CIVIC along with a coalition of other organizations is calling for a federal investigation and an immediate end to this misguided policy and practice.

Women who try to challenge the strip searches are threatened with deportation or transfers to facilities farther away from their attorneys and support networks. After Nicole Albrecht, the lead complainant, resisted an unlawful strip search in late December, Santa Ana officers threatened to have ICE transfer her to Arizona.

Albrecht’s immigration attorney, Josh Effron, asked jail administrators for documentation about the strip search in accordance with his rights under California law. Santa Ana refused to “release strip search documents without a court order.”

Less than 72 hours later, Albrecht was transferred first to a holding cell in Arizona, then to the LaSalle Detention Facility in Louisiana and finally to the Chautauqua County Jail in New York. Less than 24 hours after CIVIC filed the complaint, ICE deported Albrecht with no warning to her attorney or her husband, a U.S. citizen.

Approximately half of the women included in this complaint have been forced to undergo strip searches by male officers.

One transgender woman was mocked by male officers when she was included in a mass strip search. When male officers were unable to find a piece of a broken plate in early January, they put an entire 64-person cellblock on lockdown for approximately three hours and performed a strip search on most of the women. There was no female officer present and the transgender women were not given the option to have a female officer perform the strip searches.

Santa Ana City Jail’s strip search policy and practice directly violates ICE’s Performance-Based National Detention Standards and the federal Prison Rape Elimination Act.
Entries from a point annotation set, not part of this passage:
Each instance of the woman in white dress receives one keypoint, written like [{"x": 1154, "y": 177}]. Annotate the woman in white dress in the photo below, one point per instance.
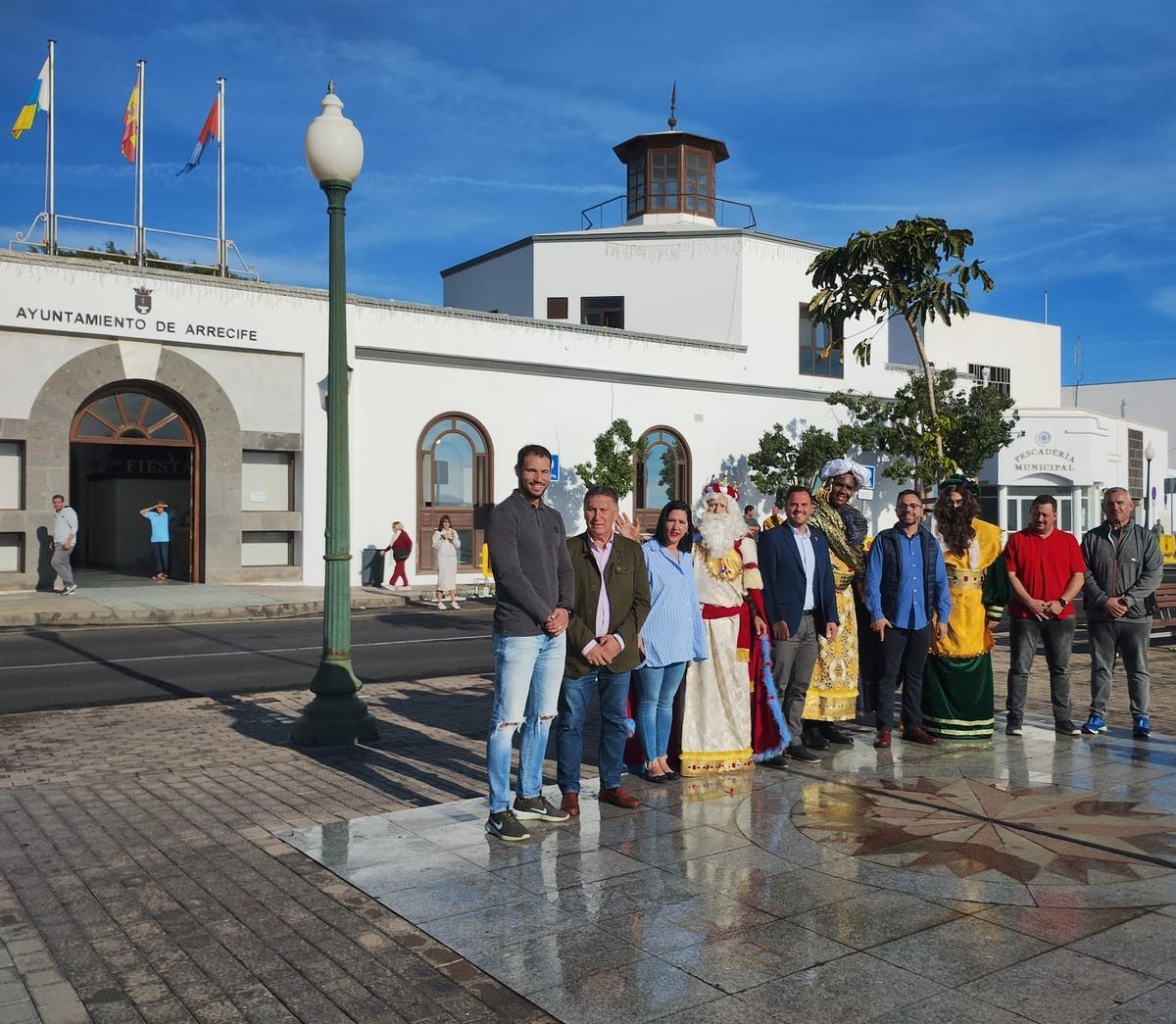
[{"x": 446, "y": 543}]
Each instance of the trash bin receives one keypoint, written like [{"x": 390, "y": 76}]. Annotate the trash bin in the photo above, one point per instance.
[{"x": 371, "y": 566}]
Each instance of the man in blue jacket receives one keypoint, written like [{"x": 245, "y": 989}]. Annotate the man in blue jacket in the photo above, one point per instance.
[
  {"x": 906, "y": 584},
  {"x": 801, "y": 604}
]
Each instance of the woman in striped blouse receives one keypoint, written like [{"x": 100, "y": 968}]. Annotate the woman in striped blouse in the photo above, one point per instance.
[{"x": 670, "y": 637}]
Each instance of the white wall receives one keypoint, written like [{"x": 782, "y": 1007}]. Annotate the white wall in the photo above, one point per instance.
[{"x": 505, "y": 283}]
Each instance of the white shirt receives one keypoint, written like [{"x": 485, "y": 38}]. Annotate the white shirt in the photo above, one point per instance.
[{"x": 808, "y": 560}]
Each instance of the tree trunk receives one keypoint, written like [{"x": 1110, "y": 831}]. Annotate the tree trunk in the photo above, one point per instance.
[{"x": 930, "y": 387}]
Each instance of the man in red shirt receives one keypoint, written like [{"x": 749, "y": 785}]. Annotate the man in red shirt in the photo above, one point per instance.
[{"x": 1047, "y": 571}]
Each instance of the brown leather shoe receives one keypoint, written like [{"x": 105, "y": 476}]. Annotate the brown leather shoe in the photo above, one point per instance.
[
  {"x": 917, "y": 734},
  {"x": 618, "y": 799}
]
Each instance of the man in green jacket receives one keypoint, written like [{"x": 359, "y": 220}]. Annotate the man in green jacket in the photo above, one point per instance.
[
  {"x": 612, "y": 601},
  {"x": 1123, "y": 569}
]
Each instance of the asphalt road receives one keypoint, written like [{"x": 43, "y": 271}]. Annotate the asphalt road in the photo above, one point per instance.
[{"x": 80, "y": 668}]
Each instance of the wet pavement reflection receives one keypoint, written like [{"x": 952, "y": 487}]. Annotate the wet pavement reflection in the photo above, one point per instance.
[{"x": 1021, "y": 878}]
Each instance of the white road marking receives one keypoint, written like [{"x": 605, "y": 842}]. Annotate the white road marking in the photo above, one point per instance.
[{"x": 168, "y": 658}]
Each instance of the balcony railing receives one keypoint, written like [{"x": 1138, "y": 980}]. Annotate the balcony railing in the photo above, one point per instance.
[
  {"x": 594, "y": 217},
  {"x": 93, "y": 239}
]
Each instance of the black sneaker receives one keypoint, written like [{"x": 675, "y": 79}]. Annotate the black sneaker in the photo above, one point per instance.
[
  {"x": 800, "y": 753},
  {"x": 814, "y": 741},
  {"x": 536, "y": 807},
  {"x": 835, "y": 735},
  {"x": 506, "y": 825}
]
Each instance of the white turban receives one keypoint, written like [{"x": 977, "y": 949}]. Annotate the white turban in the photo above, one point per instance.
[{"x": 838, "y": 466}]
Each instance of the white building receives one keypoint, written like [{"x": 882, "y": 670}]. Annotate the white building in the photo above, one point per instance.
[
  {"x": 129, "y": 384},
  {"x": 1151, "y": 402}
]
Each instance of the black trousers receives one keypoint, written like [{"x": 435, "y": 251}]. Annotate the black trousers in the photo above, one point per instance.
[{"x": 904, "y": 658}]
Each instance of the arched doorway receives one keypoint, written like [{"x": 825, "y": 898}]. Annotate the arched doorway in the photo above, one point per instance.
[
  {"x": 456, "y": 466},
  {"x": 662, "y": 475},
  {"x": 133, "y": 443}
]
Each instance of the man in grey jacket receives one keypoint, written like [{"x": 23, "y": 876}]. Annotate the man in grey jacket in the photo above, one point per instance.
[
  {"x": 534, "y": 584},
  {"x": 1123, "y": 569}
]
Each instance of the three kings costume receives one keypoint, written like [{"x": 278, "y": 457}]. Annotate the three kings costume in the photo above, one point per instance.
[
  {"x": 833, "y": 693},
  {"x": 957, "y": 681},
  {"x": 730, "y": 713}
]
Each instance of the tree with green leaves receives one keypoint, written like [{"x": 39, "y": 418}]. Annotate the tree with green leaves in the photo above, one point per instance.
[
  {"x": 900, "y": 271},
  {"x": 616, "y": 454},
  {"x": 780, "y": 463},
  {"x": 967, "y": 427}
]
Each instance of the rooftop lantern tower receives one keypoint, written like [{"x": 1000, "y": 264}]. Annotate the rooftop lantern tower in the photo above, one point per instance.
[{"x": 670, "y": 176}]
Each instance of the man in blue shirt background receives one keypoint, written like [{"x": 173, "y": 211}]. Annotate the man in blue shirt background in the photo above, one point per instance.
[
  {"x": 906, "y": 583},
  {"x": 159, "y": 515}
]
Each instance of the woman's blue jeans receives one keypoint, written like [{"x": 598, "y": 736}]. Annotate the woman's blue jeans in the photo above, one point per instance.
[{"x": 657, "y": 689}]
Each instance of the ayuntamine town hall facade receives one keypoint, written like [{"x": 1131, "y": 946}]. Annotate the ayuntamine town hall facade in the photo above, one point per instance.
[{"x": 123, "y": 386}]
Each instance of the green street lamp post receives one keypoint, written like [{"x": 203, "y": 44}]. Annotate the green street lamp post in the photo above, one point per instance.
[{"x": 334, "y": 153}]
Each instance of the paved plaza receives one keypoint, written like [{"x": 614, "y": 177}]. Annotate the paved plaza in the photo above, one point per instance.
[{"x": 179, "y": 860}]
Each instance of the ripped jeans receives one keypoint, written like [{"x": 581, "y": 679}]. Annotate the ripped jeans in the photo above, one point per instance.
[{"x": 527, "y": 675}]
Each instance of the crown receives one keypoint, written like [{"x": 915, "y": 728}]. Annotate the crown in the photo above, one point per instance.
[{"x": 721, "y": 487}]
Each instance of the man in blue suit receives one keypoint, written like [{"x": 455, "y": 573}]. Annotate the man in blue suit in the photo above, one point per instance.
[{"x": 801, "y": 606}]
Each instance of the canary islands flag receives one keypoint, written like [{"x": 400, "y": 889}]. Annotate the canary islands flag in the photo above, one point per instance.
[
  {"x": 209, "y": 131},
  {"x": 130, "y": 125},
  {"x": 38, "y": 100}
]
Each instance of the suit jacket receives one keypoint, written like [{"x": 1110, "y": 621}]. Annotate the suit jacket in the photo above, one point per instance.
[
  {"x": 627, "y": 584},
  {"x": 783, "y": 578}
]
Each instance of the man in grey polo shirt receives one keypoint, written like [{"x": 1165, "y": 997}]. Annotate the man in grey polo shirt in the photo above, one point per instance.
[
  {"x": 65, "y": 536},
  {"x": 534, "y": 583}
]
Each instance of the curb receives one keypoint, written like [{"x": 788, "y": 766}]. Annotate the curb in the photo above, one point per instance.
[{"x": 235, "y": 612}]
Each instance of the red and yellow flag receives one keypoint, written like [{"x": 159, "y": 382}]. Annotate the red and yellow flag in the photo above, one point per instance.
[{"x": 130, "y": 125}]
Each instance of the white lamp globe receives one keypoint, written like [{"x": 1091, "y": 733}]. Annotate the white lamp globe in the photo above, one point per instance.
[{"x": 334, "y": 147}]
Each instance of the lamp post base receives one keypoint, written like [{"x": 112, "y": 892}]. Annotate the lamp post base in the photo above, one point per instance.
[
  {"x": 335, "y": 721},
  {"x": 336, "y": 716}
]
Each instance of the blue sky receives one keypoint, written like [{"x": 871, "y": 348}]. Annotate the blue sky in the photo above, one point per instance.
[{"x": 1047, "y": 128}]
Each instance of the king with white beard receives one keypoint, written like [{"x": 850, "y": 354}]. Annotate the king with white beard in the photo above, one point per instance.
[{"x": 716, "y": 721}]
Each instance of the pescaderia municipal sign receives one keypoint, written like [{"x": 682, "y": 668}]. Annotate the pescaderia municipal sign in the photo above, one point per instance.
[{"x": 1044, "y": 460}]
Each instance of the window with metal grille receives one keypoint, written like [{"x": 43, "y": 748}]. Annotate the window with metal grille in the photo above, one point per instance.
[
  {"x": 636, "y": 186},
  {"x": 663, "y": 180},
  {"x": 1000, "y": 377},
  {"x": 822, "y": 349},
  {"x": 1135, "y": 463},
  {"x": 603, "y": 311}
]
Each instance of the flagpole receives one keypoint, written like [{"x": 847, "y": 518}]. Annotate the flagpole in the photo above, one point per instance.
[
  {"x": 51, "y": 206},
  {"x": 221, "y": 231},
  {"x": 140, "y": 234}
]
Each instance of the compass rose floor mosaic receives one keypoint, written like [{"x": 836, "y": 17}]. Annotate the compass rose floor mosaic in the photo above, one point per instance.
[{"x": 1027, "y": 878}]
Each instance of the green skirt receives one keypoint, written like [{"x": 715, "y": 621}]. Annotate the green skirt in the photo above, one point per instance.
[{"x": 957, "y": 698}]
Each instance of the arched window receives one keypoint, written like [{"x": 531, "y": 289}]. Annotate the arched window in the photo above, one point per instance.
[
  {"x": 456, "y": 463},
  {"x": 130, "y": 417},
  {"x": 662, "y": 475}
]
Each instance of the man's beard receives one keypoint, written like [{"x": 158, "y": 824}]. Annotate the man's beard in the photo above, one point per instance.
[{"x": 720, "y": 530}]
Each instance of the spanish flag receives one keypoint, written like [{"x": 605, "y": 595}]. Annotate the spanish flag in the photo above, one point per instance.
[
  {"x": 130, "y": 125},
  {"x": 38, "y": 100}
]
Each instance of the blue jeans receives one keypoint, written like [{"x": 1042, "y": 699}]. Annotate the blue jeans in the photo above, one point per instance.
[
  {"x": 614, "y": 727},
  {"x": 527, "y": 672},
  {"x": 657, "y": 689}
]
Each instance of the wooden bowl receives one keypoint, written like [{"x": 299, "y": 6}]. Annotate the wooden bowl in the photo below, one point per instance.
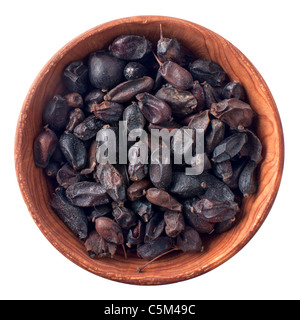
[{"x": 177, "y": 266}]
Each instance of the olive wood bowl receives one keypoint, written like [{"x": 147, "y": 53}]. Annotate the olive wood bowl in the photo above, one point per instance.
[{"x": 176, "y": 266}]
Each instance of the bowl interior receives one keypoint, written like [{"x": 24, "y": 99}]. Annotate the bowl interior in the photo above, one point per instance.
[{"x": 204, "y": 43}]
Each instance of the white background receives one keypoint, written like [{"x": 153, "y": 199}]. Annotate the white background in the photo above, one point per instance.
[{"x": 267, "y": 32}]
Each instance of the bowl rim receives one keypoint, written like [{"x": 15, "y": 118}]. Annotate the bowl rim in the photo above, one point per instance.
[{"x": 144, "y": 19}]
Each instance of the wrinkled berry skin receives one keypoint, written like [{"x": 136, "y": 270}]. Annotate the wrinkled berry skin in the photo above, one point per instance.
[
  {"x": 209, "y": 71},
  {"x": 74, "y": 150},
  {"x": 55, "y": 114},
  {"x": 130, "y": 47},
  {"x": 105, "y": 70},
  {"x": 134, "y": 70},
  {"x": 74, "y": 217},
  {"x": 75, "y": 77}
]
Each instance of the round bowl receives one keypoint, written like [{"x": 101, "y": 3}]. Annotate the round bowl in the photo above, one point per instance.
[{"x": 175, "y": 267}]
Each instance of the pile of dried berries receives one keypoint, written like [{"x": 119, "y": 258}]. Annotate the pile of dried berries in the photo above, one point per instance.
[{"x": 152, "y": 208}]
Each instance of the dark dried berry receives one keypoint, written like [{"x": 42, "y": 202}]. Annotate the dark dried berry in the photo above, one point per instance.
[
  {"x": 97, "y": 247},
  {"x": 125, "y": 217},
  {"x": 223, "y": 170},
  {"x": 43, "y": 147},
  {"x": 109, "y": 230},
  {"x": 112, "y": 181},
  {"x": 176, "y": 75},
  {"x": 154, "y": 227},
  {"x": 126, "y": 91},
  {"x": 76, "y": 116},
  {"x": 105, "y": 70},
  {"x": 87, "y": 194},
  {"x": 199, "y": 94},
  {"x": 247, "y": 179},
  {"x": 73, "y": 217},
  {"x": 163, "y": 199},
  {"x": 229, "y": 147},
  {"x": 154, "y": 109},
  {"x": 74, "y": 150},
  {"x": 233, "y": 112},
  {"x": 199, "y": 121},
  {"x": 75, "y": 77},
  {"x": 92, "y": 161},
  {"x": 234, "y": 89},
  {"x": 216, "y": 211},
  {"x": 155, "y": 248},
  {"x": 211, "y": 95},
  {"x": 93, "y": 97},
  {"x": 134, "y": 117},
  {"x": 193, "y": 218},
  {"x": 136, "y": 235},
  {"x": 174, "y": 223},
  {"x": 143, "y": 208},
  {"x": 181, "y": 102},
  {"x": 130, "y": 47},
  {"x": 134, "y": 70},
  {"x": 66, "y": 176},
  {"x": 189, "y": 240},
  {"x": 169, "y": 49},
  {"x": 214, "y": 188},
  {"x": 55, "y": 115},
  {"x": 224, "y": 226},
  {"x": 137, "y": 167},
  {"x": 99, "y": 211},
  {"x": 209, "y": 71},
  {"x": 74, "y": 100},
  {"x": 252, "y": 148},
  {"x": 185, "y": 186},
  {"x": 88, "y": 128},
  {"x": 52, "y": 169},
  {"x": 138, "y": 189},
  {"x": 214, "y": 135},
  {"x": 160, "y": 174}
]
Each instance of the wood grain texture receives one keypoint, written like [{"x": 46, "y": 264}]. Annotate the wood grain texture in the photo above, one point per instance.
[{"x": 177, "y": 266}]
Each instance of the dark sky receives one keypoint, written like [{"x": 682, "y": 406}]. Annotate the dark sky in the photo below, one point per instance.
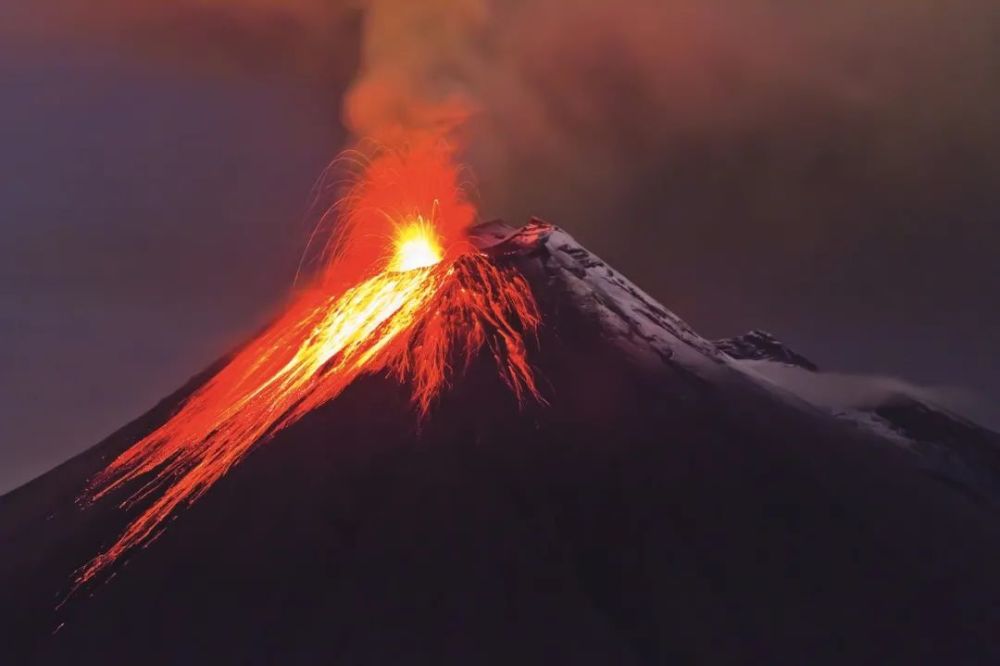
[{"x": 833, "y": 179}]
The policy and practice also violates California law, which prohibits strip searches without reasonable suspicion that the person is concealing weapons or contraband. The strip searches may also violate the Fourth Amendment to the U.S. Constitution, and may amount to cruel and unusual punishment under the Eighth Amendment.

Illegal strip searches, which do nothing to improve safety and much to encourage abuse, have cost taxpayers millions of dollars in lawsuits.

In 2003, Los Angeles County revised its strip search policy after settling a suit for $2.7 million. San Bernardino County paid $25.5 million in 2007 to settle a class-action lawsuit against jailers who conducted illegal strip searches, sometimes in front of inmates and deputies of the opposite sex.

The women CIVIC has interviewed explain that the strip searches are humiliating and degrading. They are forced to expose vulnerable parts of their bodies to people who exercise power over them in nearly every way imaginable.

Studies have shown that strip searches exacerbate mental illness and make reentry into society more difficult. Strip searches cause psychological damage, such as sleep disturbance, recurrent and intrusive recollections of the event, inability to concentrate, anxiety, depression, and development of phobic reactions. Some victims of strip searches have developed Post-Traumatic Stress Disorder and others, like Hernandez, have attempted suicide.

CIVIC hopes to see an end to immigration detention entirely. Meanwhile, we need to ensure that government officials do not continue to violate the law.

Christina Fialho is an attorney and co-executive director of Community Initiatives for Visiting Immigrants in Confinement (CIVIC). She also is a board member of the ACLU of Southern California.